Ah ! les bonbons Krema, les odeurs d'encens, c'est ça aussi O'CD. C'est ça qui, en plus de la pléiade de disques, fait qu'on s'y sent comme chez soi. Comme on se sent chez soi chez un Starbucks. D'ailleurs, une machine à café est disponible, on peut s'y faire un kawa, histoire de rester aware, pour l'épique session d'écoute. Mais on ne découvre pas que des disques chez O'CD. Il arrive qu'on y découvre aussi des OB'CD, un peu comme soi…


J'en ai rencontré un, un jour : un homme, Franck, le mec d'une amie à moi de l'époque où j'étais en DUT de PUB, dans le 16e arrondissement. J'avais tout juste 20 piges. Ambiance littéraire et romantique. Il travaillait à l'O'CD du 6e, 26 rue des Ecoles. Je n'avais encore pas écrit le moindre article ; à peine formulé le désir de larguer la pub pour virer journaliste ou quelque chose d'approchant, en écrivant sur le rock. Je rencontre Franck, qui me dit sans prévenir : "Je te verrais bien critique musical".
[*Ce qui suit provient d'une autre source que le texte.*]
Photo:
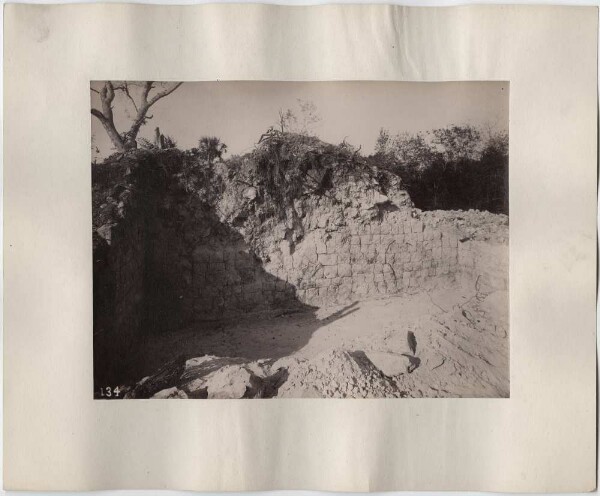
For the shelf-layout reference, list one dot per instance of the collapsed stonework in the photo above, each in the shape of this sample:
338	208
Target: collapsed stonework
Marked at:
174	245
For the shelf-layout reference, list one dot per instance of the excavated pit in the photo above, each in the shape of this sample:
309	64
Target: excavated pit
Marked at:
200	298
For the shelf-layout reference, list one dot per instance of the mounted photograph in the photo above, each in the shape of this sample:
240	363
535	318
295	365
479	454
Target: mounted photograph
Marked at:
257	239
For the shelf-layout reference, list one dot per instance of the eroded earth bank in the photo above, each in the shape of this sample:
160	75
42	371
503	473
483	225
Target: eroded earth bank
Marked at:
315	279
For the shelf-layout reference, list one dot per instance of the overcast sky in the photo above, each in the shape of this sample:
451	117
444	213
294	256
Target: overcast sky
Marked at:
239	112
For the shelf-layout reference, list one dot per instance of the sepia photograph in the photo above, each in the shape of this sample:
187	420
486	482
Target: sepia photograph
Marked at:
257	239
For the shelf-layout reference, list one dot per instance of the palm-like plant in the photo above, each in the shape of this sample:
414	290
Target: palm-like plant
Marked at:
211	148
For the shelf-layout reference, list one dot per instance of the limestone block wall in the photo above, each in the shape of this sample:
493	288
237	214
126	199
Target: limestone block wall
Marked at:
360	260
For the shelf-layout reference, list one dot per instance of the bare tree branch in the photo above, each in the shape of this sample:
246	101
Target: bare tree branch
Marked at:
127	140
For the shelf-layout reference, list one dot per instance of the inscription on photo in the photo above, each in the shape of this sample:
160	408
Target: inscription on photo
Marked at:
300	240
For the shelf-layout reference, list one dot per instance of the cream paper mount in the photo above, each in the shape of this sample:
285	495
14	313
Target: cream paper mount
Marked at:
542	438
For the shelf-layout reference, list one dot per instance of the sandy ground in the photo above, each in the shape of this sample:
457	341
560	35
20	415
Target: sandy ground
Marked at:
357	350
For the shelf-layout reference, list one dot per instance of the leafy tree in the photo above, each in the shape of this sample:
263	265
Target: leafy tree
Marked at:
210	148
449	168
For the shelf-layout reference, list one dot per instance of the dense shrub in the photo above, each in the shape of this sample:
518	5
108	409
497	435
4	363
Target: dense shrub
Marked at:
454	168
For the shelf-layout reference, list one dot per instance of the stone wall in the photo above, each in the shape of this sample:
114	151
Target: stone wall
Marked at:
368	259
174	258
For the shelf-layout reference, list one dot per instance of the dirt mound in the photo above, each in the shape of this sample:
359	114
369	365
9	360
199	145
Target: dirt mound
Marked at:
437	344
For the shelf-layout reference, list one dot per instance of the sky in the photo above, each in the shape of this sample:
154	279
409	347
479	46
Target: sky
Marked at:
239	112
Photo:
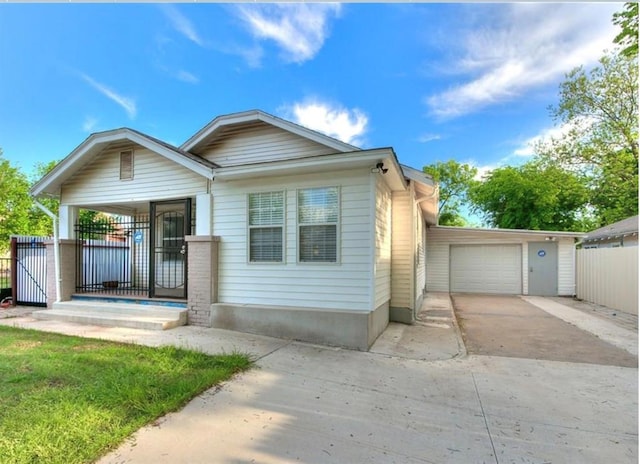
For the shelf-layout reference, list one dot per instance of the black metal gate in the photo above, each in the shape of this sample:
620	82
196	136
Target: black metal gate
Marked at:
170	223
29	270
112	256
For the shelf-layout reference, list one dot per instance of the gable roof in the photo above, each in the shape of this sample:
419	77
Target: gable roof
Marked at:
210	131
91	147
628	226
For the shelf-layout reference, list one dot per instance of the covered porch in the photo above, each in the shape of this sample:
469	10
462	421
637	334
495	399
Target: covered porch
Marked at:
145	207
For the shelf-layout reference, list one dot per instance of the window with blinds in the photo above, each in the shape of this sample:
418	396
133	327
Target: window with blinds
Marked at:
126	165
318	214
266	223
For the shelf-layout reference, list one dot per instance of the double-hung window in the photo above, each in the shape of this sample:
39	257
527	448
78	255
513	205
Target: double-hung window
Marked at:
318	215
266	223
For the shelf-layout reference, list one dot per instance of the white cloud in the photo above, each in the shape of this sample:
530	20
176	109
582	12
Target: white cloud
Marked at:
182	24
424	138
125	102
186	76
522	46
299	29
484	170
346	125
89	124
526	148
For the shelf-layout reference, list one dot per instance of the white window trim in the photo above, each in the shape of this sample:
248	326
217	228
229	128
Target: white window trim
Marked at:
282	228
338	225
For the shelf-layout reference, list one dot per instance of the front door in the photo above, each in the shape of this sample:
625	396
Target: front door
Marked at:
543	268
170	222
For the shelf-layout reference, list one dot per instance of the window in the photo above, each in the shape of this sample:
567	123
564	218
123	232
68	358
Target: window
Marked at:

Je ne sais pas pourquoi il a dit ça. Comment ça lui est venu. Quels indices ou signes avant coureurs avais-je laissés échapper ? si ce n'est que je cherchais des CD's. Et qu'accessoirement, à ce moment, je me cherchais. Je me rappelle qu'il m'a parlé de Henry's Dream, avant de dire ça ; de cet album rageur de Nick Cave et de ses Bad Seeds. Je revois encore la morgue pénétrante de Nick Cave sur l'album. Comme quoi je devais l'écouter ce disque, que ça me plairait. Ça m'a fait bizarre cette phrase. Comme s'il avait vu en moi. Avant moi. C'était important son regard sur moi. Parce qu'il était plus vieux, qu'il semblait s'être trouvé lui. Savoir de quoi il parlait. Savoir où chercher. Et puis je savais qu'il faisait de la musique, dans son coin, écrivait des paroles sur des mélodies de guitare ; des paroles douces-amères sur les maux du coeur, avec des jeux de mots bien trouvés. Comment ne pas aimer quelqu'un qui a glissé quelques-unes de ces propres lignes aux textes de Fantaisie Militaire ? Oui, l'album de Bashung. J'adore ce disque. C'est quand même celui où il y a "Sommes-nous?", "Angora", "Malaxe", "Aucun express" et "La nuit je mens". Pas rien ! Et il y a du Franck là-dedans. (Il avait bossé avec Bashung et cet affreux, à ce qu'il m'a dit, est parti avec des bouts textes sans rien officialiser de cette collaboration.) Voilà, j'aimais ce que faisait Franck, ce qu'il était. Comme ça, de loin. Son univers, sa musique, sa discipline d'auteur-compositeur motivé à percer et vivre de son art, ça me parlait.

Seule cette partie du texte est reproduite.